À Quelques Pas de la Justice, l’Injustice S’impose

La scène a été d’une rare intensité émotionnelle devant le tribunal fédéral d’immigration Jacob K. Javits, en plein cœur de Manhattan. Carlos Javier Lopez Benitez, 27 ans, originaire du Paraguay, venait tout juste de quitter la salle d’audience où il plaidait pour obtenir l’asile aux États-Unis. Mais avant même de pouvoir s’éloigner du bâtiment, il s’est retrouvé encerclé par des agents fédéraux masqués, surgis pour l’arrêter.

Les témoins décrivent une opération éclair : plusieurs officiers ont saisi le jeune homme sans explication apparente, le plaquant fermement avant de le conduire vers un véhicule d’intervention. Sa sœur, Porfiria Lopez, citoyenne américaine, s’est précipitée à ses côtés dans un réflexe désespéré. Accrochée aux bras de son frère, elle criait et suppliait les agents de le laisser, ses sanglots couvrant par moments le brouhaha de la rue.

Mais les agents, implacables, ont écarté Porfiria en forçant sa prise. Ses mains glissaient lentement tandis que son frère était emmené. Les passants, choqués, assistaient à la scène, certains filmant avec leur téléphone.

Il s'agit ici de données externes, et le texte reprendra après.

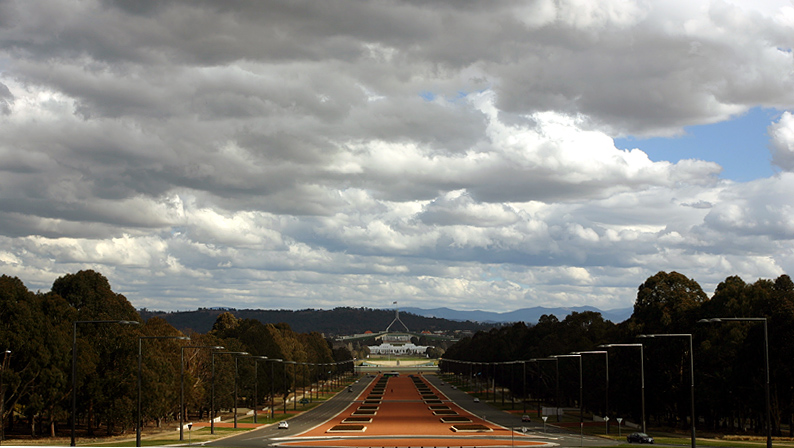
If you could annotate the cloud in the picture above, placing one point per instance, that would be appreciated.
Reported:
(313, 154)
(782, 145)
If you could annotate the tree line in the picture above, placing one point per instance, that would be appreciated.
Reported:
(36, 333)
(337, 321)
(729, 360)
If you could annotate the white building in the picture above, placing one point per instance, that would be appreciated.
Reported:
(402, 349)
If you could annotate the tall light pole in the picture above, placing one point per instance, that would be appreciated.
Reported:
(3, 395)
(766, 361)
(642, 374)
(691, 373)
(557, 365)
(212, 393)
(182, 383)
(139, 421)
(256, 380)
(581, 388)
(294, 379)
(272, 381)
(606, 385)
(74, 363)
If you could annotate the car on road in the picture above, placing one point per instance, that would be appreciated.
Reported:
(639, 437)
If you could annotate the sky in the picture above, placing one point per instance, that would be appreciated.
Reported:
(473, 155)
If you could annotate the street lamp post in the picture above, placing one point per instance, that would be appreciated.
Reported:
(557, 365)
(182, 383)
(3, 395)
(272, 381)
(294, 380)
(642, 374)
(256, 381)
(691, 374)
(212, 393)
(581, 389)
(606, 385)
(74, 364)
(139, 421)
(766, 361)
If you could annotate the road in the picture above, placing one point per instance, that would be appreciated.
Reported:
(311, 428)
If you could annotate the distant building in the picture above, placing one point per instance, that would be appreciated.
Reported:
(402, 349)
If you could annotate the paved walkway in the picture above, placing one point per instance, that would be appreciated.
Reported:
(409, 412)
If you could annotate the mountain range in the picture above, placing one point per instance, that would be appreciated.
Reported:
(527, 315)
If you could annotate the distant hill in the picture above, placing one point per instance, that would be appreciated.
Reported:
(346, 321)
(527, 315)
(338, 321)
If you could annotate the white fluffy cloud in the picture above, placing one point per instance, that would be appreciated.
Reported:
(304, 154)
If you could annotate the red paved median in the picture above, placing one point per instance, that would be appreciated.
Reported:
(408, 411)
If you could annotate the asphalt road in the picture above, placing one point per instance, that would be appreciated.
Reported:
(304, 421)
(269, 435)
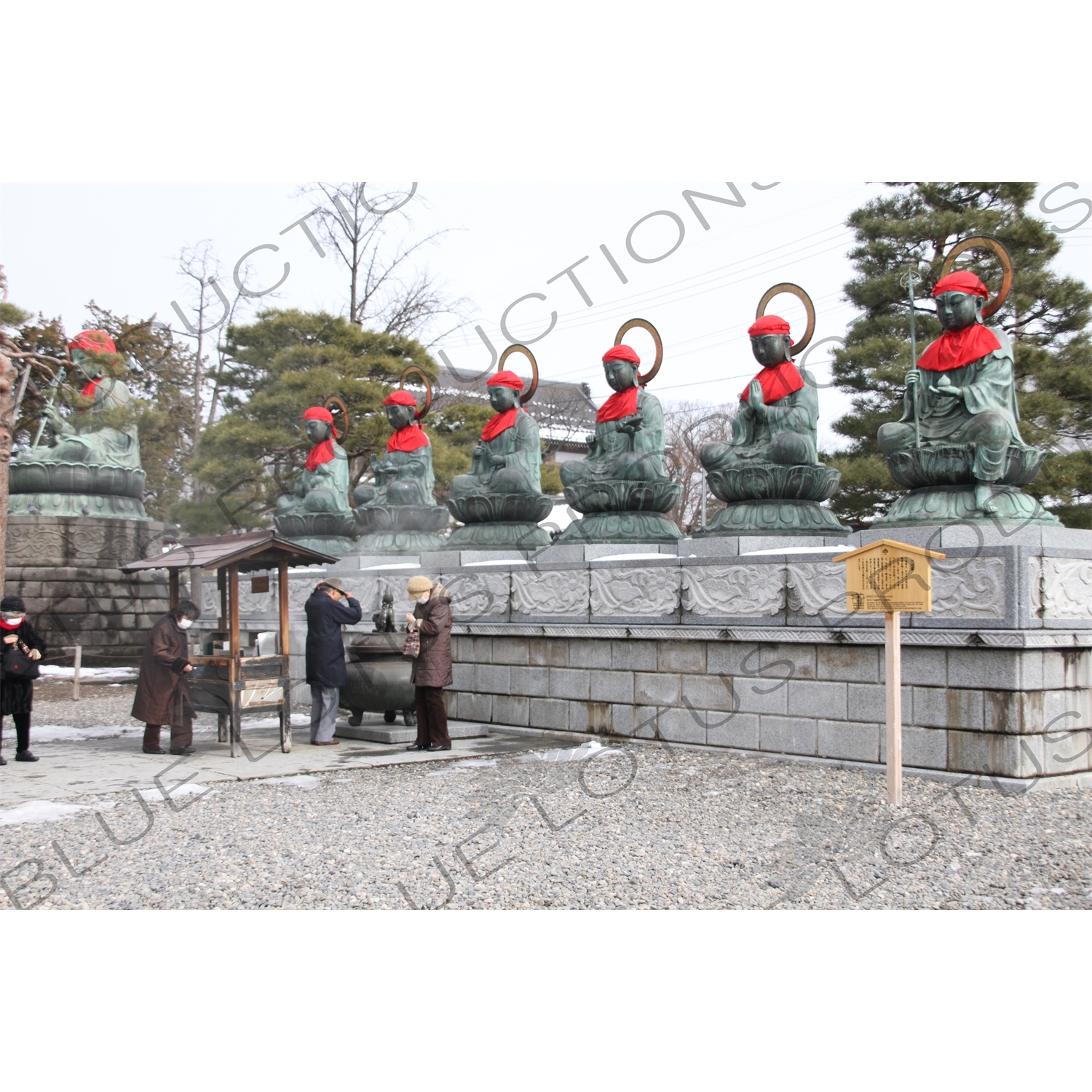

Les images montrent un contraste brutal : d’un côté, l’émotion et l’impuissance d’une sœur en détresse, de l’autre, la rigidité froide de l’opération policière.

Carlos Javier Lopez Benitez, arrivé aux États-Unis pour fuir ce qu’il décrit comme des menaces et violences dans son pays, avait déposé une demande d’asile. Son arrestation devant même le lieu où il plaidait pour sa protection a suscité de vives réactions dans les milieux associatifs et parmi les défenseurs des droits des migrants, qui dénoncent des méthodes intimidantes et traumatisantes.

L’affaire relance le débat sur les pratiques des autorités d’immigration américaines, notamment les arrestations ciblées à proximité ou à l’intérieur même des tribunaux, une stratégie vivement critiquée pour son impact dissuasif sur les demandeurs d’asile. Pour les proches de Carlos, la journée qui devait être une étape dans son combat légal s’est transformée en cauchemar.